When it comes to taking good water reflections, there are two important steps. One is to expose on part of the water that doesn't contain the actual reflection, yet is still close to some part of it. If your not sure what 'setting the exposure' means, you can find some information on this at: manual modes.

Next, set your digital SLR camera on a high aperture number (if photographing landscapes), for example f/11, so the whole landscape will be in focus. Then before taking the shot, focus your camera on the actual reflection and press the shutter button. You should then find you end up with a perfect water reflection that seems almost mirror image.

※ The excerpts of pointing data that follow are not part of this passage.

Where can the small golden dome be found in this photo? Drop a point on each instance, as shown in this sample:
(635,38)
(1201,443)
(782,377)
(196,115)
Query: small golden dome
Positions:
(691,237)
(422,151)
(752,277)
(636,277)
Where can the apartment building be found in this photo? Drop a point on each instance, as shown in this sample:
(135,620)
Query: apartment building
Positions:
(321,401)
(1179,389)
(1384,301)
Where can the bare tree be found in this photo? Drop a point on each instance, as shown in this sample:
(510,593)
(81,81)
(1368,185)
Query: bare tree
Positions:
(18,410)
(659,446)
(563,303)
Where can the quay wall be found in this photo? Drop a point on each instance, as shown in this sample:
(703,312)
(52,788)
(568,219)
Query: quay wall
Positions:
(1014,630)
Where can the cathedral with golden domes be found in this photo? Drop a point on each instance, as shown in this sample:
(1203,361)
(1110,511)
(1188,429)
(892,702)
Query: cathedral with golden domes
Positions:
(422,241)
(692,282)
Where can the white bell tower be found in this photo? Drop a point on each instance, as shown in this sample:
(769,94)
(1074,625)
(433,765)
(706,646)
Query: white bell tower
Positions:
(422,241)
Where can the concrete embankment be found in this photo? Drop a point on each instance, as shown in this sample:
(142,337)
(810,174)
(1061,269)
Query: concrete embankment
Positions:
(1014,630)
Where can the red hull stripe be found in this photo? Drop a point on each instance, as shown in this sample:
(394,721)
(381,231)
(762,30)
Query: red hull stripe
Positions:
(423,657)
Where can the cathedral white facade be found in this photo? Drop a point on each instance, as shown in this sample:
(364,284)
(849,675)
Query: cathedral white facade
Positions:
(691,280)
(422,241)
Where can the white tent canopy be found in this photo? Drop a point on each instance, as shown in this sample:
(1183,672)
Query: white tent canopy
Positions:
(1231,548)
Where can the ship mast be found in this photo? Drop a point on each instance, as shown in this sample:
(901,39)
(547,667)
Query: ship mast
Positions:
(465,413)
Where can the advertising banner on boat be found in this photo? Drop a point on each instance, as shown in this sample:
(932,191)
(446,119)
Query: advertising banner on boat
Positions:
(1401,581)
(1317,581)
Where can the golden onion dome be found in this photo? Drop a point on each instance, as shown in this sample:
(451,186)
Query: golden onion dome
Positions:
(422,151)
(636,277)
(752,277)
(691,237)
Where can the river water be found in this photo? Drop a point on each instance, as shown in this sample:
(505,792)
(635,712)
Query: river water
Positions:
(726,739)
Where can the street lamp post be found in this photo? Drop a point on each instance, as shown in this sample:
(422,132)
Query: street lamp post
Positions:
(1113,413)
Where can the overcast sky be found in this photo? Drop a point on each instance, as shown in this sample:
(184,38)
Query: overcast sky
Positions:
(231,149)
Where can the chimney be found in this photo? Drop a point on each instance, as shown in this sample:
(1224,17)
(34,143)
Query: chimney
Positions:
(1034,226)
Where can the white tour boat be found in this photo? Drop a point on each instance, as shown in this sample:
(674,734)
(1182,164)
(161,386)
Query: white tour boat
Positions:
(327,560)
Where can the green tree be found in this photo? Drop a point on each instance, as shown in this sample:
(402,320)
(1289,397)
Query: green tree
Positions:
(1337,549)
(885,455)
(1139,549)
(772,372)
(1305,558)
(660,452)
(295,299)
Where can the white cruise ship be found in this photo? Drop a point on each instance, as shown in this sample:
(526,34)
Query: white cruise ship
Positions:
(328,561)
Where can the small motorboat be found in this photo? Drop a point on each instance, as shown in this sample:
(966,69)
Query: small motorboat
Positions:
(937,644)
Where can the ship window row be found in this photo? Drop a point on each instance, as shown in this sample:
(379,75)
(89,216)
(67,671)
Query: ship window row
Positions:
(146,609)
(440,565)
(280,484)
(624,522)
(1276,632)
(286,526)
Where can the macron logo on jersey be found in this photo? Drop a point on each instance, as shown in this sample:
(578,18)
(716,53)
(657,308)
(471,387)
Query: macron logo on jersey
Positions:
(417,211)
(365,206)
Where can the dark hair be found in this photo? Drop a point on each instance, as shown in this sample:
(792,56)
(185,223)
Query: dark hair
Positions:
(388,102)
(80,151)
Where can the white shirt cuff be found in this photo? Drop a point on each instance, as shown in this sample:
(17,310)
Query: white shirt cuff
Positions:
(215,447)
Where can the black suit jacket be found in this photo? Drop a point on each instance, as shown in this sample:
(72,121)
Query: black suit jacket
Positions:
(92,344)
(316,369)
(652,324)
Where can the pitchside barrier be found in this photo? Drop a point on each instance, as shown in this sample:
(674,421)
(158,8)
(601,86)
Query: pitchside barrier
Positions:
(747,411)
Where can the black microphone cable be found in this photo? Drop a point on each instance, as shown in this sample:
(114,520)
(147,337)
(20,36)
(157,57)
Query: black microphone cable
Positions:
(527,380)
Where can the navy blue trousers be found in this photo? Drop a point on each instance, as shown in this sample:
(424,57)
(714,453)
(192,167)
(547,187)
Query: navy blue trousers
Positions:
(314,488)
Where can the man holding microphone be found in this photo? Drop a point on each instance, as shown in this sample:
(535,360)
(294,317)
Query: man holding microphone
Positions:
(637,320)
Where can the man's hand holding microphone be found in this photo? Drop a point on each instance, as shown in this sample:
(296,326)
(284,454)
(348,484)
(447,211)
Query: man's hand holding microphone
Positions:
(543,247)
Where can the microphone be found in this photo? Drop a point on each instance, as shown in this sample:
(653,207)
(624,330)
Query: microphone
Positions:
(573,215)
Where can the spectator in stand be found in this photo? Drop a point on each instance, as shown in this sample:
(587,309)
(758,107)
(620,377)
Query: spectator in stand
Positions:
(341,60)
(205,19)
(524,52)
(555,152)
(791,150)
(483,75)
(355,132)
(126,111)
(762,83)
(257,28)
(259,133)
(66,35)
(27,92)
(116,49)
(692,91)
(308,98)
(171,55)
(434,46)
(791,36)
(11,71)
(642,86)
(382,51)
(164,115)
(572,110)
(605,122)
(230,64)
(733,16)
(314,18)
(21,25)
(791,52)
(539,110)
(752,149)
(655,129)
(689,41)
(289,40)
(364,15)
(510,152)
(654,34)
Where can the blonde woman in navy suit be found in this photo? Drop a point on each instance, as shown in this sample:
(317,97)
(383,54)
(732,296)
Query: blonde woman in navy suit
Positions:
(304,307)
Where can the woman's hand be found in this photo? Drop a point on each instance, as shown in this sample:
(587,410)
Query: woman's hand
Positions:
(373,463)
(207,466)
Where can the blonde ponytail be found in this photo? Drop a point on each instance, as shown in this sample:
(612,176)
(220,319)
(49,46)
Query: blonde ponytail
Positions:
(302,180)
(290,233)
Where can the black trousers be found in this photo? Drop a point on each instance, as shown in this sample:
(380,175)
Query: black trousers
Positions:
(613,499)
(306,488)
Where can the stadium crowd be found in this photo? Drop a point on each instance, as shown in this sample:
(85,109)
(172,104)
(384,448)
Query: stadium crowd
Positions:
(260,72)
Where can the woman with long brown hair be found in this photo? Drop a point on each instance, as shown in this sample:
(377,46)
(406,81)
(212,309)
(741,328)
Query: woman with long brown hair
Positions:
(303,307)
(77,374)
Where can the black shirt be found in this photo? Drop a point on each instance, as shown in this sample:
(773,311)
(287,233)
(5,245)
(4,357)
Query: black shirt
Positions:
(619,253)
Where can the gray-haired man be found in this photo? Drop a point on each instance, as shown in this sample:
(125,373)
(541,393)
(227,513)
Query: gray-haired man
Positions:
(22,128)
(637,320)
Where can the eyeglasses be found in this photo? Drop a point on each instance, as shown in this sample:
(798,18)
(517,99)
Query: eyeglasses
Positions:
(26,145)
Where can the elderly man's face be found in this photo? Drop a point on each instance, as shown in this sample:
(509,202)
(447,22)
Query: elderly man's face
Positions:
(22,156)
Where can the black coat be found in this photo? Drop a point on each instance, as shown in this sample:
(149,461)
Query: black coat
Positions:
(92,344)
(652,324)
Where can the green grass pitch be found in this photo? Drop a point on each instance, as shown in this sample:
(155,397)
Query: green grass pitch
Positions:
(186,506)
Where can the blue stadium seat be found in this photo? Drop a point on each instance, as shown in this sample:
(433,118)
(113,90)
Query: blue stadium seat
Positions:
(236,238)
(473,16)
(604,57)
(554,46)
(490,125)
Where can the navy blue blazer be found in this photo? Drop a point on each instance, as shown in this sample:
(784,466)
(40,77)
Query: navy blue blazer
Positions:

example photograph of water reflection

Reflections in the water

Digital SLR Camera: Canon EOS 400D / Rebel XTi
DSLR Lens: Canon EF-S 17-85mm f/4-5.6 IS USM
Exposure: 1/125th of a second
Aperture: f/11
Focal Length: 35 mm
ISO Speed: 100
Exposure Program: manual

Why this image worked

This photograph was taken at 7am on a cloudy day. The time of the morning, as well as the overcast conditions, made it a perfect situation for finding good water reflections at the local Botanical Gardens. I took the exposure on the water on the left, just under the green land reflection (the blue part of the water). I then focused on the reflection itself in the middle of the frame and took the photograph. Due to an aperture of f/11, the whole landscape is seen in focus.

example of bird reflection in water

Reflection of seagull in the water

Digital SLR Camera: Nikon D40
DSLR Lens: Nikon 55 - 200 mm lens
Exposure: 0.002 sec, 1/500th of a second
Aperture: f/5.6
Focal Length: 200 mm
ISO Speed:450
Exposure Program: Program

Why this image worked

This photograph of a bird was taken in the late afternoon when reflections are at their second best time (second to mornings). It was also a shallow puddle that doesn't get the wind ripples that would occur in a larger body of water. Keep in mind, that after rain, there is always good reflections to be found in shallow puddles. Note also, the aperture could be kept to a low number f/5.6 as it wasn't a whole landscape that was being photographed, but rather a much smaller object and area size.